The practice of activity restriction is a commonly used therapy in the context of many pregnancy morbidities. Currently available data does not show improvement in maternal or neonatal outcomes with the use of activity restriction, but does show an increase in maternal morbidities. 

Diagnosis/definition: The terms “bed rest” and “activity restriction” are often used synonymously, but can differ to a great extent in clinical practice. Most antepartum inpatients undergo “bed rest” as defined by Fox et al, that is, limited ambulation of not more than 1 to 2 hours per day with bathroom use and bathing permitted. In general, the term “activity restriction” is preferable to “bed rest.”

Epidemiology/Incidence: Survey data from several studies indicate that the prescription of activity restriction is a common practice among both obstetrician-gynecologists and maternal- fetal medicine subspecialists, despite the fact that many obstetric providers surveyed did not expect the practice to prevent adverse outcomes.

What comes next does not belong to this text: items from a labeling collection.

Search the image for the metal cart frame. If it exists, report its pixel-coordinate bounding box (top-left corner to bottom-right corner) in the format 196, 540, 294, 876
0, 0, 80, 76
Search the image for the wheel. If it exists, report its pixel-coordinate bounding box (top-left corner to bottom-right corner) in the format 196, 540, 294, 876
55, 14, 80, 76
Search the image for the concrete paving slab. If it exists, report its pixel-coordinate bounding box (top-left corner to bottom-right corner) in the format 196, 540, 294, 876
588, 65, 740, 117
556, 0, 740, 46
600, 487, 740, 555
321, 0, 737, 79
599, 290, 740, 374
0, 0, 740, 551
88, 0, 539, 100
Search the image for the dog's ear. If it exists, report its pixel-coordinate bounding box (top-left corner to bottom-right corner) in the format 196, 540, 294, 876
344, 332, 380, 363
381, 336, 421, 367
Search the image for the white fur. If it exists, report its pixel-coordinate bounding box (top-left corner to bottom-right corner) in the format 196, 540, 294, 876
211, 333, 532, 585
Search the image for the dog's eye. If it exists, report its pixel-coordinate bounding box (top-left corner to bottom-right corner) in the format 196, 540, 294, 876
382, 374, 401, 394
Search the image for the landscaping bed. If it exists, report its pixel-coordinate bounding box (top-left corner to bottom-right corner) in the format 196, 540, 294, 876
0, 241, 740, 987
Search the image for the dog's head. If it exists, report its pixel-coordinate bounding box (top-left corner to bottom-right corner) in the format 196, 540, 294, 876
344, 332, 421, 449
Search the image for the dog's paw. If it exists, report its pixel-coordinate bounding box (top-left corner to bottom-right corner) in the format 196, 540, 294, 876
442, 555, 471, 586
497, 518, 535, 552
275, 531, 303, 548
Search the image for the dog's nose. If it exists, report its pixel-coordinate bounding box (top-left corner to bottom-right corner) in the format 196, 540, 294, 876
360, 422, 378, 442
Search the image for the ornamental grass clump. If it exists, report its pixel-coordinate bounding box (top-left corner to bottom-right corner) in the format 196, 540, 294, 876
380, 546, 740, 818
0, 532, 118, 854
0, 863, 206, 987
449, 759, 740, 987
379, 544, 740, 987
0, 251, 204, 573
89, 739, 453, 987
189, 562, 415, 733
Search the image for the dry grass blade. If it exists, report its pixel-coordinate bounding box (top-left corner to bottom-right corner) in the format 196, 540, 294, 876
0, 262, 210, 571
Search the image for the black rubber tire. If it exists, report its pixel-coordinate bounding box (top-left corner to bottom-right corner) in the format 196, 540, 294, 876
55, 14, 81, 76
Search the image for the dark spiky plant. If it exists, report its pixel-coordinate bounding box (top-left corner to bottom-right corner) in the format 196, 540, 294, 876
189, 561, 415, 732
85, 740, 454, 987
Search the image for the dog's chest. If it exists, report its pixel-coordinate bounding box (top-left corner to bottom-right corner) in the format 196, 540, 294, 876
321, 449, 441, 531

Risk factors/associations: Risk factors for being placed on activity restriction include preterm contractions, arrested preterm labor, short cervix, preterm premature rupture of membranes (PPROM), elevated blood pressure, preeclampsia, intrauterine growth restriction (IUGR), placenta previa, threatened abortion, and multiple gestation.

Complications: Lack of weightbearing activity results in loss of muscle mass, bone mass, plasma volume, and cardiovascular capacity. Pregnant women are known to be at increased risk of DVT and other thrombotic morbidities such as pulmonary embolism (PE), The data demonstrate an increased risk of thromboembolic events in patients placed on activity restriction.

Prevention: We recommend against the routine use of activity restriction or bed rest during pregnancy for any indication.